Is it possible to EventSub in an extension front end?

tf2casperr · February 1, 2023, 10:02pm

Hello - I am trying to use EventSub websockets to get channel follows in an extension front end. I can connect to the EventSub websocket just fine and I receive the welcome message, but when I try and subscribe to the event I get a 401 - “invalid JWT used”. I am using the helixToken that the extension onAuthorized function returns.

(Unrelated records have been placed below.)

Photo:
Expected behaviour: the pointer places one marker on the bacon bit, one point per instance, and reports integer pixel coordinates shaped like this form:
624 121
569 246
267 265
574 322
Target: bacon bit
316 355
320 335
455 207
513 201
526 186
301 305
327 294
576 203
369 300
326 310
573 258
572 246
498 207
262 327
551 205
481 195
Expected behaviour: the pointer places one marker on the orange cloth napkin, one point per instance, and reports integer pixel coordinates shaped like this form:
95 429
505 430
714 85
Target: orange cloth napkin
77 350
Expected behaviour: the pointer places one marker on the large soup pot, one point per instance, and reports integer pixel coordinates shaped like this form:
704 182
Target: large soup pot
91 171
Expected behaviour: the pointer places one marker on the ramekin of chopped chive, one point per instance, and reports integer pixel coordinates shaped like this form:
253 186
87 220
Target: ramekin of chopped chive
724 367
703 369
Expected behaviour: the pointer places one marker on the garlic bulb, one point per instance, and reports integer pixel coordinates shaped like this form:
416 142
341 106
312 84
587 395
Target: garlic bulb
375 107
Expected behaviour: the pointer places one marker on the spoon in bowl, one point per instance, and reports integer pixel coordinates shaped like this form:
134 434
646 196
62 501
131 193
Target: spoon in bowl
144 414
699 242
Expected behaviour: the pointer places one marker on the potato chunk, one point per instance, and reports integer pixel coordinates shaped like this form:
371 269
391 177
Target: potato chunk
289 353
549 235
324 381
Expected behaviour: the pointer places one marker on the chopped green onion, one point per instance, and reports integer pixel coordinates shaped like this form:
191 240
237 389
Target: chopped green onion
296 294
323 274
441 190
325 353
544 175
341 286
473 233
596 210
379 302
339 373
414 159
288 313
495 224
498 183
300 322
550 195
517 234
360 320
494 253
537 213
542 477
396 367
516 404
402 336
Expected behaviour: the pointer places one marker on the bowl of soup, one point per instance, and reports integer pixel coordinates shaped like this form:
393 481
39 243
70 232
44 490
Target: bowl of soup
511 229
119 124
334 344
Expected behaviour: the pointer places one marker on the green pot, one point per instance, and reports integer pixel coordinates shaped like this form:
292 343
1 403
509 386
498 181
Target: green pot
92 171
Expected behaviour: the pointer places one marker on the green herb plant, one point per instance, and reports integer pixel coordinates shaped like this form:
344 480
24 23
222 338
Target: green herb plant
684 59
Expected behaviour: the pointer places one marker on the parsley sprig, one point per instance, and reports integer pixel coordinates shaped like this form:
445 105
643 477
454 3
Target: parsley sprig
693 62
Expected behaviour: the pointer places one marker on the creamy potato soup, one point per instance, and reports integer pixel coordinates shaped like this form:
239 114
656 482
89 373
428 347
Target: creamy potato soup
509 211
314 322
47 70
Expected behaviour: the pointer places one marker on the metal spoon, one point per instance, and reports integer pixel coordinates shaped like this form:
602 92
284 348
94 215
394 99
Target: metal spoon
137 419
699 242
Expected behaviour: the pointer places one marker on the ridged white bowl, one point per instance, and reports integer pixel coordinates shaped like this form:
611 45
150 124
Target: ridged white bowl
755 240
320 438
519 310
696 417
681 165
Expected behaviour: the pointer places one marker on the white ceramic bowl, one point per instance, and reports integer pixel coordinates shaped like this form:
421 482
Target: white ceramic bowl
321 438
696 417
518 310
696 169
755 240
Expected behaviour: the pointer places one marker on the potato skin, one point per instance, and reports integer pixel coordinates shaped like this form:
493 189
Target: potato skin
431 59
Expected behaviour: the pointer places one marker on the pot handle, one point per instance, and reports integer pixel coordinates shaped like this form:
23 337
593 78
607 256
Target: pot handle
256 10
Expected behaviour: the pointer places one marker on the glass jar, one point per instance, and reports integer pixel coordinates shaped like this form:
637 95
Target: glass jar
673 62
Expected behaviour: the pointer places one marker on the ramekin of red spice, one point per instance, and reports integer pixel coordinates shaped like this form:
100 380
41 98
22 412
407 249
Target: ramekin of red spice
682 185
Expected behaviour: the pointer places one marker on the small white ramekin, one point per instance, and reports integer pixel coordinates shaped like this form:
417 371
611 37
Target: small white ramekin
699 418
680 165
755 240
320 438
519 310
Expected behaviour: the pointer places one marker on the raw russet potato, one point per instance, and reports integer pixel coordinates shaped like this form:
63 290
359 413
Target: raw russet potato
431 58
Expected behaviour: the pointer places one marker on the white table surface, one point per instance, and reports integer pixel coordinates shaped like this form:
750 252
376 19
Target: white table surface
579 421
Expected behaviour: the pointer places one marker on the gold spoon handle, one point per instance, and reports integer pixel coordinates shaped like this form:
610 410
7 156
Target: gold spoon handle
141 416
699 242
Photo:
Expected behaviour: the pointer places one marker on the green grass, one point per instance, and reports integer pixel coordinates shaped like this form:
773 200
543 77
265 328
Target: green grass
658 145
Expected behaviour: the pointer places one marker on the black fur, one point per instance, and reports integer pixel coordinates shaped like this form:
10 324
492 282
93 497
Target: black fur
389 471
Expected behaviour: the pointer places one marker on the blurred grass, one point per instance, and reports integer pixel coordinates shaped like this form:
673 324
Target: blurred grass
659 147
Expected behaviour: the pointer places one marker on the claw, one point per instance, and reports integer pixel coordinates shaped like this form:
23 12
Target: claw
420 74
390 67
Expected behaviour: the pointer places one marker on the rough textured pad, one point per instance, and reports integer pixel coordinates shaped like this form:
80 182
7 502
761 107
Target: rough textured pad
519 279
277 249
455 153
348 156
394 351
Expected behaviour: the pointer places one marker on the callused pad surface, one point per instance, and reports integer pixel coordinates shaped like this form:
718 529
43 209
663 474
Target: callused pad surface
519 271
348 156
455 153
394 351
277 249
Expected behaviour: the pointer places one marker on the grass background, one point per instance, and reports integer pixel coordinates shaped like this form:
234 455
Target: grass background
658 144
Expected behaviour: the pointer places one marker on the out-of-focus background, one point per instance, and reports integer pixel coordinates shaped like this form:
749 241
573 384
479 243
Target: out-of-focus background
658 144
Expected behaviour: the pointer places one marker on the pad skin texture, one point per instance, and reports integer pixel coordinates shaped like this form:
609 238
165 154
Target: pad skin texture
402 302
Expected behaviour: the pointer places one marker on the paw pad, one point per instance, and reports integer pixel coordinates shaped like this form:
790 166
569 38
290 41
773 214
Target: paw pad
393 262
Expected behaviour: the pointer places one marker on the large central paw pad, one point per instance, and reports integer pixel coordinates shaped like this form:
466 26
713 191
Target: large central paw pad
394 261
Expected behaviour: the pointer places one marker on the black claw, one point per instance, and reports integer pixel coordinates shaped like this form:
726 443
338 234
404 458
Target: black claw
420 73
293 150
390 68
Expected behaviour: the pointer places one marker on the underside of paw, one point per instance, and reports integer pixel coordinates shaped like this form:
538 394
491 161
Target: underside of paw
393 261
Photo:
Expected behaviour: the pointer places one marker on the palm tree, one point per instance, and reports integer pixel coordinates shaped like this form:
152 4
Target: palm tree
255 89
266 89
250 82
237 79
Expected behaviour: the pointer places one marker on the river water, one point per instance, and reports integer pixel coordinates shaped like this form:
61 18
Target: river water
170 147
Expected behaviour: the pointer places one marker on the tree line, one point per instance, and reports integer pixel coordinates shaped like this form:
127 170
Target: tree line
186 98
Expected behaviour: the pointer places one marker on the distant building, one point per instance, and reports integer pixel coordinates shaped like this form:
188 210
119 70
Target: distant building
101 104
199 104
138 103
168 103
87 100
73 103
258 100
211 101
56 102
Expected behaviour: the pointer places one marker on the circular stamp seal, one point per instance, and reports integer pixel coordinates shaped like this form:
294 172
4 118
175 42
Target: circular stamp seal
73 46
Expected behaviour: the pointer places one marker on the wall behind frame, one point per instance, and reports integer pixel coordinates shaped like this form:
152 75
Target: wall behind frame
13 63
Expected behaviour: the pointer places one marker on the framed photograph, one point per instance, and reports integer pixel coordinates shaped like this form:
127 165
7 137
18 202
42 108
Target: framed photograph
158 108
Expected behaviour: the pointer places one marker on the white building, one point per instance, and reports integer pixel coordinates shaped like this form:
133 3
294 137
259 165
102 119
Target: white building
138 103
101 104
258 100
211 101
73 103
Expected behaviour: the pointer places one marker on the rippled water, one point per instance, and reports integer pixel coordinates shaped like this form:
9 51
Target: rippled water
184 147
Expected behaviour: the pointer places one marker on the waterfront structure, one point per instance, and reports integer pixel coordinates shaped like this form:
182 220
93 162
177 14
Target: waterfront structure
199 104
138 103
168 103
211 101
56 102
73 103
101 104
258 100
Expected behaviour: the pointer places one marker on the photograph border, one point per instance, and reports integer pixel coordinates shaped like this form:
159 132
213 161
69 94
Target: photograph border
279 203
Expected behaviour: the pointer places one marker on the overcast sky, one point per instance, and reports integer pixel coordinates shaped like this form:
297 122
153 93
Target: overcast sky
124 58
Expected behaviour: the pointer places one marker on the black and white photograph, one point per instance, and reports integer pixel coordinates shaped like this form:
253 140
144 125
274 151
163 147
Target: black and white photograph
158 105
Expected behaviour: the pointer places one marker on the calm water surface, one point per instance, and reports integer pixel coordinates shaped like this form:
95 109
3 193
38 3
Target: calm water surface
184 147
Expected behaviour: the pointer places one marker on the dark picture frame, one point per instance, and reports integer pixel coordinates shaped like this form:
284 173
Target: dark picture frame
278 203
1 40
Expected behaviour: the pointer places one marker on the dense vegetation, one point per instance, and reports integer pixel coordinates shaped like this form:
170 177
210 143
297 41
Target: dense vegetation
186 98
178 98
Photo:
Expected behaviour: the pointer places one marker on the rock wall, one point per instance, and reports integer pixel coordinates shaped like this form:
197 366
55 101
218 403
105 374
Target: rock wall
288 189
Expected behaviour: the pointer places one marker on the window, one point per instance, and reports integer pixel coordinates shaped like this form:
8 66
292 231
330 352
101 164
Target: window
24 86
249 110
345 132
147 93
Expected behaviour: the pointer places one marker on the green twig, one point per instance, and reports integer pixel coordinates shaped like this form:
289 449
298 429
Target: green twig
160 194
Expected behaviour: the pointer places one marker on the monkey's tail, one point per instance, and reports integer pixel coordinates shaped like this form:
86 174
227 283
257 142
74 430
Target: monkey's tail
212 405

    Twitch.ext.onAuthorized(function (auth) {
        console.log(auth);

        const socket = new WebSocket('wss://eventsub-beta.wss.twitch.tv/ws');

        let websocket_id = null;

        // Connection opened
        socket.addEventListener('open', function (event) {
            console.log("open", event);
        });

        // Listen for messages
        socket.addEventListener('message', function (event) {
            const data = JSON.parse(event.data);
            console.log('Message from server ', data);

            if (data.metadata.message_type === 'session_welcome') {
                websocket_id = data.payload.session.id;
            }

            $.ajax({
                url: 'https://api.twitch.tv/helix/eventsub/subscriptions',
                type: 'POST',
                headers: {
                    'Client-ID': 'auth.clientId',
                    'Authorization': 'Extension ' + auth.token, // Using token instead of helixToken for devrig.
                    'Content-Type': 'application/json'
                },
                data: JSON.stringify({
                    "type": "channel.follow",
                    "version": "1",
                    "condition": {
                        "broadcaster_user_id": auth.channelId
                    },
                    "transport": {
                        "method": "websocket",
                        "session_id": websocket_id
                    }
                }),
                success: function (data) {
                    console.log("success", data);
                }
            });

        });
    });

Should this be possible with the extension token, and if so what else might be the issue?

Thanks

BarryCarlyon · February 1, 2023, 11:56pm

The HelixToken doesn’t represent a user.
As such it cannot be used with EventSub WebSockets.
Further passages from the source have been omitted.